Dzieci są doskonałymi obserwatorami. Jeśli widzą jak ich zestresowani i zirytowani rodzice zarabiają mniej niż koleś, który na YouTubie robi z siebie bez wysiłku pajaca… jaka to lekcja dla młodego człowieka? Dodajmy do tego półki sklepowe uginające się od modnych i „fajnych” towarów. Smartfony, komputery, drogie ciuchy, gadżety. Wszystko niczym owoc zakazanego drzewa w raju jest na wyciągnięcie ręki.

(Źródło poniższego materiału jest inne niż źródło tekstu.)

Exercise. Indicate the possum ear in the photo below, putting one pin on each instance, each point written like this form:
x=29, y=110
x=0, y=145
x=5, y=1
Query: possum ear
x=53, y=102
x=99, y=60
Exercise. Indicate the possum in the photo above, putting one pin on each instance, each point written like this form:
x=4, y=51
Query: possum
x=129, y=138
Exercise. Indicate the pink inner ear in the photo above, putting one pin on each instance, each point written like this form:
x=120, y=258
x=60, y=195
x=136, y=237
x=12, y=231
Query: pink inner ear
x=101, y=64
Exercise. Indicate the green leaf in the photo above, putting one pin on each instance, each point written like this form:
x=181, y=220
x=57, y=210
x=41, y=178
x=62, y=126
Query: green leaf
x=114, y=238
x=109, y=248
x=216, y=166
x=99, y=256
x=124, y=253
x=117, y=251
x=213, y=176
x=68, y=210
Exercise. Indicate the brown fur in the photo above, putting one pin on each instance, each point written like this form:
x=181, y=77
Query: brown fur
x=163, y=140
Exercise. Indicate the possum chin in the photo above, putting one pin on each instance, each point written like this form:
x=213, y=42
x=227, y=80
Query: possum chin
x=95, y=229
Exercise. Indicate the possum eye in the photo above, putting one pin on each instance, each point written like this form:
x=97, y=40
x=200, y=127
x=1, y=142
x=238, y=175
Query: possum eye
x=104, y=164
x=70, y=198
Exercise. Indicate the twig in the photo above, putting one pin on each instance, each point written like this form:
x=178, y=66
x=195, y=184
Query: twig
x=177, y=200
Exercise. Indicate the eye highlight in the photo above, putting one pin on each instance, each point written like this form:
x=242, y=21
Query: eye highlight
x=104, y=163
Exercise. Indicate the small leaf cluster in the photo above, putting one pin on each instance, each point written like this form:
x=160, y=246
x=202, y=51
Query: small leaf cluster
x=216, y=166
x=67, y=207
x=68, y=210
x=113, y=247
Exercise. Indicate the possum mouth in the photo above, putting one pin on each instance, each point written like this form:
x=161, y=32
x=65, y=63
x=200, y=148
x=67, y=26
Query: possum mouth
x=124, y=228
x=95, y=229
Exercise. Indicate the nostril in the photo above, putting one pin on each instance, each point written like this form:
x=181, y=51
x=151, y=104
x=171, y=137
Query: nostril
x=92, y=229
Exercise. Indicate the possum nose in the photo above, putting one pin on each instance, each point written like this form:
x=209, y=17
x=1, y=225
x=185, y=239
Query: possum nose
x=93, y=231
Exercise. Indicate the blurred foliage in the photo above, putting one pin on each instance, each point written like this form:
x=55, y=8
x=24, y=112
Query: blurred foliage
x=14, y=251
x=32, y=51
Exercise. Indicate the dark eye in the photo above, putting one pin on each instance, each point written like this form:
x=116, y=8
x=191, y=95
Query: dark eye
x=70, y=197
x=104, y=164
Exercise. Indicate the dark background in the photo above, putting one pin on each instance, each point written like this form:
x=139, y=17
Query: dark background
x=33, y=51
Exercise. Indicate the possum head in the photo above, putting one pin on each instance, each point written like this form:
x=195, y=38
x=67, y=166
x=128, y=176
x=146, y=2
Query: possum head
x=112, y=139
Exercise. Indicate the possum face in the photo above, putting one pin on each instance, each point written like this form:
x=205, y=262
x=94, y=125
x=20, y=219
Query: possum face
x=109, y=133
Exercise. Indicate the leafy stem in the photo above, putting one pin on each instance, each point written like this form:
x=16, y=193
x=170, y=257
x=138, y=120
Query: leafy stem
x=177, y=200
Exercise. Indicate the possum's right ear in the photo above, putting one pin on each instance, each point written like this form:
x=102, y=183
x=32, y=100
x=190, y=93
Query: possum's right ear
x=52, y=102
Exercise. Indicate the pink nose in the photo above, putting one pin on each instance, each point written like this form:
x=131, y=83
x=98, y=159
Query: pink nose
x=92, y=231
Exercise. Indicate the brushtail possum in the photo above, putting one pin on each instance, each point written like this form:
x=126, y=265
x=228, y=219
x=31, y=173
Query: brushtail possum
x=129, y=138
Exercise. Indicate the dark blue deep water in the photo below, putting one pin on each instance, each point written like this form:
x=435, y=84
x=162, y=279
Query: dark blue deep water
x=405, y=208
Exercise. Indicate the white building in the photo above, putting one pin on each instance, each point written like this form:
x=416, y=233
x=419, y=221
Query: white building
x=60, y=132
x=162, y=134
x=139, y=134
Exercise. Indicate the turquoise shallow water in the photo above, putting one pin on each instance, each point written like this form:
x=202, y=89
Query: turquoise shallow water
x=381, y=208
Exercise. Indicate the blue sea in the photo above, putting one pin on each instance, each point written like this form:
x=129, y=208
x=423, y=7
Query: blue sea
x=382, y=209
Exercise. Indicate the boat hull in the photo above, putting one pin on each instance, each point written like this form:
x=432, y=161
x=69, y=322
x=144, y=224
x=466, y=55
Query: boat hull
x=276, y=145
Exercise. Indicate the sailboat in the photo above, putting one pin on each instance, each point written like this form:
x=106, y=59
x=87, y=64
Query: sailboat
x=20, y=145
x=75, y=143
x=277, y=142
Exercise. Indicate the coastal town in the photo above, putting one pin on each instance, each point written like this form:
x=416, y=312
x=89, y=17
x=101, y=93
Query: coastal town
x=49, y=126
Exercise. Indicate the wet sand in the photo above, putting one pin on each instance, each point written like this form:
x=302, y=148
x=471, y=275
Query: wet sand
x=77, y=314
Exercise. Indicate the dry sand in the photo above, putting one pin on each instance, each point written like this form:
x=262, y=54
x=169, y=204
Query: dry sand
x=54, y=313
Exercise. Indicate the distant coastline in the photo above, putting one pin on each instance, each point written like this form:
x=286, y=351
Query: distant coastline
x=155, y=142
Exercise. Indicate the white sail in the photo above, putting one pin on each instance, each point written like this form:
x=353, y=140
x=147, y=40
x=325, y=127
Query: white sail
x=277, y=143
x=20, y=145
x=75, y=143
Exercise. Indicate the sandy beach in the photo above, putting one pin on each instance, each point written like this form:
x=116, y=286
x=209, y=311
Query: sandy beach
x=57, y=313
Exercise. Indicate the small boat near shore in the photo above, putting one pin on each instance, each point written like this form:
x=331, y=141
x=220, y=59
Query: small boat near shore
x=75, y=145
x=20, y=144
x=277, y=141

Problem w tym, że szyba która oddziela wystawę od młodego konsumenta wydaje się nie do pokonania. Prosty przepis na zbudowanie armii lewicowych wyborców.

 

 

Źli millenialsi nie chcą pracować

 Nic tak nie bawi mnie jak utyskiwania na millenialsów – czyli pokolenia obecnych 20-latków. „Nie chcą pracować”, „Nie chcą się rozwijać”, „Chcą wszystko już teraz”, „Nie interesuje ich wolontariat”, „W pracy interesują ich pieniądze, a nie perspektywa rozwoju”. Dla mnie brzmi to jak narzekanie oszusta, który jest zły na ludzi którzy nie chcą dać się oszukać. Nie chcą dać się oszukać szyderczą wizją awansu i podwyżką w niewiadomej przyszłości. Po pierwsze, ludzie pracują, żeby mieć pieniądze. Najśmieszniejsi są wielcy prezesi, którzy zarabiają kilkadziesiąt tysięcy złotych miesięcznie i nie rozumieją młodzieży. Młodzi wychodzą z prostego założenia, jeżeli mają się napracować i nie zarobić, to równie dobrze mogą nie pracować. To komuniści tworzyli wizje świata, w którym ludzie pracowali dla przyjemności. Praca ma przynosić wymierne korzyści majątkowe i to wpływa na wydajność i zaangażowanie. Jeśli uważasz, że bzdury o rozwoju osobistym i pracy w miłym zespole przyciągną kogokolwiek do pracy, to jesteś zwyczajnie śmieszny.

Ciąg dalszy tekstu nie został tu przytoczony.